Morgan Stanley CIO and chief U.S. equity strategist Mike Wilson said liquidity is now a bigger near-term risk for stocks than interest rate hikes. He warned that cash available in the financial system is shrinking, which could create pressure for equities.
Wilson said reserve-management programs are now about 75% smaller than their peak levels, while Treasury repo market volumes have dropped around 50%. According to him, both trends point to tighter market liquidity.
He added that stronger loan growth is making the situation worse because more capital is being absorbed by the real economy at a time when balance-sheet support is fading.

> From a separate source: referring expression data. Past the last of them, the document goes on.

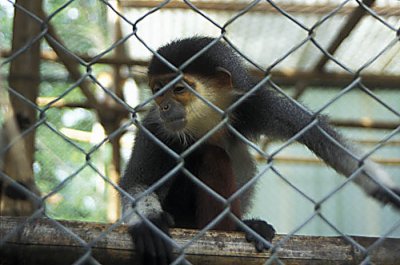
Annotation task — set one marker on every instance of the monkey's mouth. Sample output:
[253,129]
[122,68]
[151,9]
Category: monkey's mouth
[176,125]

Wilson expects U.S. stocks to remain volatile in July and said a market pullback is possible. He believes the next earnings-driven rally may be delayed until liquidity conditions improve.
The Morgan Stanley strategist said last week’s FOMC meeting under Fed Chair Kevin Warsh was an important step in restoring the Federal Reserve’s credibility. He noted that the S&P 500-to-gold ratio has risen about 40% since Warsh’s nomination in February, which he sees as a sign of growing market confidence.
Wilson also supported Warsh’s decision to reduce extensive forward guidance from the Fed, saying markets should focus more on incoming economic data rather than trying to predict central bank comments.
In separate news, SpaceX has signed a compute agreement with Reflection AI, granting the startup access to NVIDIA GB300 chips via Elon Musk’s Colossus infrastructure. Reflection AI will pay $150 million per month from July 2026 through 2029, making the deal potentially worth up to $6.3 billion, although either party can terminate the agreement after three months with 90 days’ notice.
Meanwhile, Alphabet shares fell about 5% after DeepMind VP John Jumper announced he is leaving for Anthropic. The move follows Noam Shazeer’s recent departure to OpenAI and adds to concerns over talent retention in Google’s AI division.
Separately, DOE data showed Strategic Petroleum Reserve (SPR) crude oil stocks fell by 9.05 million barrels last week to 331.2 million barrels, the lowest level since June 1983. The decline was part of a previously announced plan to release 172 million barrels from the reserve and marked the third-largest weekly drawdown on record.